Our inclusion of studies from Taiwan is debatable, given its relatively high GDP but official status as part of China, which, although classified as ‘upper middle’ since 2012, is still a developing country. This, and our need to drop country restrictions from the search strategy due to labeling effects (eg, Zanzibar vs Tanzania), indicates taxonomic and socio–political challenges for systematic reviews of global research that warrant further methodological study.
Overall, the quality of studies included in the review was moderate, highlighting the importance of improving the methodological rigor of future research. For randomised trials, there is need for allocation concealment and adequate blinding of outcomes, while the quality of observational studies will be improved through prospective–designs and adjustment for confounding variables.
Departure from protocol
World Bank Country Classification [25] was used instead of United Nations Human Development Index, due to our focus on income level rather than other aspects of development. The outcomes remain unchanged.
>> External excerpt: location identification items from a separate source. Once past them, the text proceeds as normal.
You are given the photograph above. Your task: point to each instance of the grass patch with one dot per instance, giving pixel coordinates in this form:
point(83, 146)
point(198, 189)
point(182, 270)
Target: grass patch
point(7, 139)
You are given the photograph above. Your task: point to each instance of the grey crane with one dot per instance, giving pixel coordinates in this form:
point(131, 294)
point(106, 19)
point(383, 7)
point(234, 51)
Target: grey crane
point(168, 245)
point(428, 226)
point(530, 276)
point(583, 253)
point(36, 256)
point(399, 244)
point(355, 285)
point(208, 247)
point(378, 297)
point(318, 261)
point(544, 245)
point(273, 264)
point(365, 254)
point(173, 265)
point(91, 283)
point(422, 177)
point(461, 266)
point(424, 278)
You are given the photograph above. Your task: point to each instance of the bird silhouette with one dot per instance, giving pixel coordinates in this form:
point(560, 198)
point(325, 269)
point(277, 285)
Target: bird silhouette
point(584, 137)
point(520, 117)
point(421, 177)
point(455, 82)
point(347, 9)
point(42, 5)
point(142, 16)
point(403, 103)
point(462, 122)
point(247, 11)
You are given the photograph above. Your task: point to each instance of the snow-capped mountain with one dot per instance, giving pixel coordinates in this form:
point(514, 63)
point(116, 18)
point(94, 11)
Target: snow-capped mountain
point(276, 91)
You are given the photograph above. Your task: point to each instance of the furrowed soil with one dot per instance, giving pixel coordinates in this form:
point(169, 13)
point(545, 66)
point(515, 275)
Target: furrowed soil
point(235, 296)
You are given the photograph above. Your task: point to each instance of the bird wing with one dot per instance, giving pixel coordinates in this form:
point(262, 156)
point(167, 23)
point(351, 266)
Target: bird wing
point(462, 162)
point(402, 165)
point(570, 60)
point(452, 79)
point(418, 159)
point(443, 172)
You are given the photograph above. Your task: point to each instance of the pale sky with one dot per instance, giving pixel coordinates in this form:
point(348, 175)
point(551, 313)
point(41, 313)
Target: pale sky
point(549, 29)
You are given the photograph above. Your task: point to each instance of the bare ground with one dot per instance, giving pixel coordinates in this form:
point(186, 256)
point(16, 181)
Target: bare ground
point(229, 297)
There is a growing body of research indicating the potential of mHealth interventions for improving MNCH in LMIC, but overall the available evidence is weak and the results, in most cases, are too inconsistent to enable robust conclusions to be drawn about impacts on patient health outcomes. However supportive evidence exists with respect to the use of SMS/cell phones for improving infant feeding. Further research, using rigorous methodologies, is needed to better establish the effectiveness of mHealth interventions in MNCH initiatives in LMIC. In particular, trials with quantifiable economic, clinical and long–term patient–centred health outcomes are warranted. A number of in–progress trials are set to supplement this literature, while new research investments hold great promise for the development and evaluation of mHealth innovations for MNCH and other health priorities [49]. As low–cost smartphones begin to penetrate in these regions, a new generation of mobile Apps is now emerging, which will also require evidence–based methods to establish their safety, efficacy and societal impacts [15,50]. Innovative methods of integrating real–time evaluation into these deployments will also be essential if the potential evidence to be gained from them is to be effectively captured.
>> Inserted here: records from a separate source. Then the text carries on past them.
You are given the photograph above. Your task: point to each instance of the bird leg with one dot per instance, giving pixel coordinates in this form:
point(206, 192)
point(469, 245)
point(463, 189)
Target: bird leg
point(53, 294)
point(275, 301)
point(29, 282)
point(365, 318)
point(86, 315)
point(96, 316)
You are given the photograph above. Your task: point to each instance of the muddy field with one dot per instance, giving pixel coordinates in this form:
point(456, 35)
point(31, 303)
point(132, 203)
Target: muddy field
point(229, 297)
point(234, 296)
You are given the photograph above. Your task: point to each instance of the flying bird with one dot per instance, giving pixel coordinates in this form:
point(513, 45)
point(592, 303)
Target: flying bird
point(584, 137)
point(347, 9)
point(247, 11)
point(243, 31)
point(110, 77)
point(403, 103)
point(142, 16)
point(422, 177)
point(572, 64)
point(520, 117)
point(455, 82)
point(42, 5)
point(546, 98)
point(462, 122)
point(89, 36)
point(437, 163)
Our experience of engaging with this literature during the review also supports the common assertion that mHealth research projects are typically under–theorised, poorly specified and vaguely described. This creates challenges for effective evidence synthesis, risks unintended consequences that cannot be explained, makes replication and scaling difficult and hinders the effective translation of research to practice. We recommend that mHealth researchers, sponsors, and publishers prioritise the transparent reporting of interventions in terms of their aims, contexts, modes of delivery and presumed mechanisms of impact. Although anecdotal evidence of the benefits of mHealth for MNCH in LMIC is compelling, without this level of specification it will be difficult to develop robust evidence–based recommendations for policymakers and planners wishing to make informed choices about mHealth investments in these regions.